5 Feet of Fury

Trump “was bound to be catcalled as a gibbering stone-tongued fascist if he had done nothing but read a random page from Pride and Prejudice”

Colby Cosh writes:

It seems the accepted take on Donald Trump’s inaugural address is that it was inept, foolish blather. Well, I have to say I find this completely laughable, not because it is not objectively true or false; it is just the astonishing speed with which everyone became a connoisseur of inaugural speeches as if they were the wines of the Rhône valley. What was the last inaugural that was even slightly memorable?

(…)

Trump’s speech was short and written in plain English: this might arguably do as a close approximation to “okay,” especially as regards the “short” part.

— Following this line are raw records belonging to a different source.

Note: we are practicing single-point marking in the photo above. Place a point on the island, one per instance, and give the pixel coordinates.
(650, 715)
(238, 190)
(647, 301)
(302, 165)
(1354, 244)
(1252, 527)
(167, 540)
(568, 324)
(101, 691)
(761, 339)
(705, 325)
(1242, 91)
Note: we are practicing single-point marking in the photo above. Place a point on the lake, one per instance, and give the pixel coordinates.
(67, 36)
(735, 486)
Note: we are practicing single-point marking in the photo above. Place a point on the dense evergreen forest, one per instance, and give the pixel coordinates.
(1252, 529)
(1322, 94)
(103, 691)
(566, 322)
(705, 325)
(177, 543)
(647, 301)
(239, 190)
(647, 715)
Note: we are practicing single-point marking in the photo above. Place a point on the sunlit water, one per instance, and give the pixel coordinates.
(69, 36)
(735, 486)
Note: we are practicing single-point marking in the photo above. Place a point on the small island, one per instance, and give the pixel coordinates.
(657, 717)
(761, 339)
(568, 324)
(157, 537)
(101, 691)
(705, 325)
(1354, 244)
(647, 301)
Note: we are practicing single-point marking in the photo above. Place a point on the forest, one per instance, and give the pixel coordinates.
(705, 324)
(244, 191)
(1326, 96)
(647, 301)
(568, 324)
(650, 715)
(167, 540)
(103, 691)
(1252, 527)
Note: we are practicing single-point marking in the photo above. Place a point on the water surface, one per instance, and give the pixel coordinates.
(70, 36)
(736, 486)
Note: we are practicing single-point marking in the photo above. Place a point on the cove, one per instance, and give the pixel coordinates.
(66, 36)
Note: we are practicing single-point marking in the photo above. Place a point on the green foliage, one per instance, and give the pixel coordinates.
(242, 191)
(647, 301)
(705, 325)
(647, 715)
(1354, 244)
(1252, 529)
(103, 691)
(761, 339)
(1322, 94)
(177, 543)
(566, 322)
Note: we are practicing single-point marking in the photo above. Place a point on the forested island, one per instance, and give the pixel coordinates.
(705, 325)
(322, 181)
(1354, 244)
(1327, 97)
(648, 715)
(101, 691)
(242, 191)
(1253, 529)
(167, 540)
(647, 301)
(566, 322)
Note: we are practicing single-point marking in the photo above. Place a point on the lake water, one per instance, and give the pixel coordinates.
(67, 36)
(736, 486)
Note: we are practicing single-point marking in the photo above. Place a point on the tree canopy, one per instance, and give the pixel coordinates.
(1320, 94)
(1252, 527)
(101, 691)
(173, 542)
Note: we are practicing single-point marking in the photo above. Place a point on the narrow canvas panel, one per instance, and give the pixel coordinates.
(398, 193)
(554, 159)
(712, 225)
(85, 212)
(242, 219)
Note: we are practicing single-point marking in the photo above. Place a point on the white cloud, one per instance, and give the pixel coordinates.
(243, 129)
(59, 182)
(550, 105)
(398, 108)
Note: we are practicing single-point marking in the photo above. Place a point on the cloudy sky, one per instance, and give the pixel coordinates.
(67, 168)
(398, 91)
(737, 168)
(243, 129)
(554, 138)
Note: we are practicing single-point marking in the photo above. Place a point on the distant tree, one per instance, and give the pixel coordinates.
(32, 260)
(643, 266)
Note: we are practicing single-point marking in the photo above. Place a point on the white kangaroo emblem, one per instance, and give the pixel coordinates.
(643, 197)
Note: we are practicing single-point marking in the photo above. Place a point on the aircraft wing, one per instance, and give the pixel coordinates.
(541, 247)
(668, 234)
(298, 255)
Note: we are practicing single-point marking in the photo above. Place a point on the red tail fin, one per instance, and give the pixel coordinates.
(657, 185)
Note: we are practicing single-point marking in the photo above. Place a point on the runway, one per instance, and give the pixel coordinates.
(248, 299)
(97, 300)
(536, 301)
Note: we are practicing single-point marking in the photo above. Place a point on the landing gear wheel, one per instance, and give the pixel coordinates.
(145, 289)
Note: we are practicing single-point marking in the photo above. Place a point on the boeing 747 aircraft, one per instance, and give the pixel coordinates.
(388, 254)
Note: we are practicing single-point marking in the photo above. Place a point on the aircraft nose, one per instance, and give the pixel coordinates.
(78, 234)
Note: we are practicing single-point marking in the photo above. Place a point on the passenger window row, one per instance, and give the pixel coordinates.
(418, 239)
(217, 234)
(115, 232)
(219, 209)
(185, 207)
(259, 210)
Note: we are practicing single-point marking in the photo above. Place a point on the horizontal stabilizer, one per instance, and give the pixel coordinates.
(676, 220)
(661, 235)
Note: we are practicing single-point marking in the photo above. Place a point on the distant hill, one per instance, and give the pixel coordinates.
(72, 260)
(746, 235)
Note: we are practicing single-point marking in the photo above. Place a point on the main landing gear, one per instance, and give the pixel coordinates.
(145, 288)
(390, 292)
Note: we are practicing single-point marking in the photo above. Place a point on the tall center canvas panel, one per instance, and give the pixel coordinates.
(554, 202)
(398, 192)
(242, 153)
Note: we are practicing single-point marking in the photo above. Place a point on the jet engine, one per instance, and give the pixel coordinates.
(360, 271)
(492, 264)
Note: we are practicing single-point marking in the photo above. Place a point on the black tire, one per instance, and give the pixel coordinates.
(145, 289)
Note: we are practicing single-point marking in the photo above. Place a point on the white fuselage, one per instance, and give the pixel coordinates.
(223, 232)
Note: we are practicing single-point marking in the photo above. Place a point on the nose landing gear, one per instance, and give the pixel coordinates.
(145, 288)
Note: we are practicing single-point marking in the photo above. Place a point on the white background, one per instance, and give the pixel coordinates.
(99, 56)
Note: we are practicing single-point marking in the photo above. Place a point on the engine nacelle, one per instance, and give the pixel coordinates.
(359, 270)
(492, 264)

If it was magniloquent drivel, well, that’s how American politicians talk; they are all constantly straining to imitate Kennedy, but without anything like Kennedy’s writing team, or anything like Kennedy’s education in the broad sense of that word, which was so unlike anything available today that we seem to belong to a different species.

(…)

About that particular Trump technique I have nothing new to say. When Trump’s voters see journalists and historians bristling at the phrase “America first” they ask themselves “What part of ‘America first’ don’t you like?” America should come first for American government and in American policies. Squawking about how the phrase “America first” has negative historical associations (which are themselves overblown) is bound to sound like an excuse or a psychological defence, especially if you do not actually support meaningful national borders.